Perante um muito falado (mas desmentido) pacto de não agressão entre o PS e os comunistas, os resultados da CDU demonstram que Jerónimo de Sousa foi o segundo maior perdedor da noite eleitoral — só superado por Pedro Passos Coelho. Não só a CDU perdeu 10 autarquias (9 foram para as mãos dos socialistas) e não ganhou nenhuma a ninguém, como o próprio secretário-geral do PCP reconheceu que o resultado da CDU poderá afetar a influência dos comunistas e dos seus aliados do Partido Ecológico Os Verdes (PEV) em negociações futuras com o Governo liderado por António Costa. À hora da última atualização deste texto, e com o concelho de Lisboa fechado, a CDU fica abaixo da barreira dos 500 mil votos, não alcançando mais do que 487.950 votos, o que representa 9,5% dos votos a nível nacional. É o seu primeiro resultado em termos de votos em eleições autárquicas desde 1976. O anterior recorde tinha sido estabelecido em 2009: 539.694 votos.

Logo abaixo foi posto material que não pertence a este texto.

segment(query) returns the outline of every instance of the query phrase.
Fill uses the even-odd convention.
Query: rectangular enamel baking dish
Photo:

Com a perda de 10 autarquias, a CDU passa das 34 autarquias ganhas em 2013 para 24 — sendo que há quatro anos 10 tinham sido conquistadas aos socialistas. Uma perda significativa que prova que a aposta forte que os comunistas fizeram nestas eleições autárquicas saiu completamente furada. Além do discurso marcadamente nacional que Jerónimo de Sousa imprimiu à campanha comunista, com constantes alusões à necessidade de reforçar a CDU para uma maior capacidade negocial junto do Governo, os comunistas concorreram a 304 das 308 câmaras municipais em disputa. Nada resultou.

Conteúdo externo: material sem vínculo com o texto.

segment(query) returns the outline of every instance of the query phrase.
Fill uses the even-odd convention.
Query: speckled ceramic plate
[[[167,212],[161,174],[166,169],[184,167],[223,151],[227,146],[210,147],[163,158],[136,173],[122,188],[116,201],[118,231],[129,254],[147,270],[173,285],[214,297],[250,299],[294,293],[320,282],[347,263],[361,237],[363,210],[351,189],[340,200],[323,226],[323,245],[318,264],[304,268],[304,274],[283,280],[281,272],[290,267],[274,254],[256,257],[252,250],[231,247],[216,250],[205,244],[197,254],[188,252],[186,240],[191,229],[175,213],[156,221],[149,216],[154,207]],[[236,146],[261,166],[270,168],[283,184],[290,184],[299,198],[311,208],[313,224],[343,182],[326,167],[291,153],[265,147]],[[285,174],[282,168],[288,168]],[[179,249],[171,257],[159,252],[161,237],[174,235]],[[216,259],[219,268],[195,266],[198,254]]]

Isso mesmo reconheceu Jerónimo de Sousa. “Este resultado não reduz a influência real do PCP e do PEV nesta nova fase de vida política” mas “é necessário não iludir que este resultado constitui um fator negativo” para a força do caminho de conquista de direitos e de reposição de rendimentos, afirmou o secretário-geral do PCP.

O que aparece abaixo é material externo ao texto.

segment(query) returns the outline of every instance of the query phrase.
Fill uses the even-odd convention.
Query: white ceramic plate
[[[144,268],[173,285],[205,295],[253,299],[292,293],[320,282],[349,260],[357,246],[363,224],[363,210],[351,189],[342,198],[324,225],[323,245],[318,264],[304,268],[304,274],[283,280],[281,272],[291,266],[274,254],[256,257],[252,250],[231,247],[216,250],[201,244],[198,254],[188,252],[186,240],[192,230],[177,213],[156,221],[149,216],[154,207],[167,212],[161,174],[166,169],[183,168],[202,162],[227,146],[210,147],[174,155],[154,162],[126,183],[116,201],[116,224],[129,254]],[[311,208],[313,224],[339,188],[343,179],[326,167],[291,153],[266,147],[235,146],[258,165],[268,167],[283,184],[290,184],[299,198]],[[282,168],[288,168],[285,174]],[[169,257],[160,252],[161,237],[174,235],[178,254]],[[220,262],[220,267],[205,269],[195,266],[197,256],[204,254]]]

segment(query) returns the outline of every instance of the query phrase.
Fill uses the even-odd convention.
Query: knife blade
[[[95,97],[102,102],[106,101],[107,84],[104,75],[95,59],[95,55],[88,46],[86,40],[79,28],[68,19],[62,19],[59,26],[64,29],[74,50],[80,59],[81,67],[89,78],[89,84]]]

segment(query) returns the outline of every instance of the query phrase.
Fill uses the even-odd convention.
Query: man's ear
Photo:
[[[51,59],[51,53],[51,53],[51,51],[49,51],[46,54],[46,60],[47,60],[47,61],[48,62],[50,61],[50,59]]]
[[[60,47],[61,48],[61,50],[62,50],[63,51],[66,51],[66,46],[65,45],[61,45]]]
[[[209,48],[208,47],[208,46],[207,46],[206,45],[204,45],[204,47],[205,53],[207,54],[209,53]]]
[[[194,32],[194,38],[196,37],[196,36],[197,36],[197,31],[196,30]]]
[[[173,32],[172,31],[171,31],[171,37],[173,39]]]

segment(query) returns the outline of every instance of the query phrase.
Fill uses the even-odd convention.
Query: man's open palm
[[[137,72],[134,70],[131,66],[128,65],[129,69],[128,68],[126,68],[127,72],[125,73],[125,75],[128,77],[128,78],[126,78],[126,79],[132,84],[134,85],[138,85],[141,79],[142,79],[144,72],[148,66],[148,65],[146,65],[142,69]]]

Até António Costa, secretário-geral do PS, teve de vir em socorro dos comunistas. “A vitória do PS não é a derrota de nenhum dos seus parceiros parlamentares. Há quatro anos ficámos 3,5 pontos percentuais acima do conjunto da direita, mas agora estamos pelo menos dez pontos percentuais à frente da direita”, afirmou o primeiro-ministro que governa com o apoio parlamentar do PCP, do Bloco de Esquerda e do PEV e que apontou exclusivamente o PSD de Passos Coelho como o derrotado da noite eleitoral.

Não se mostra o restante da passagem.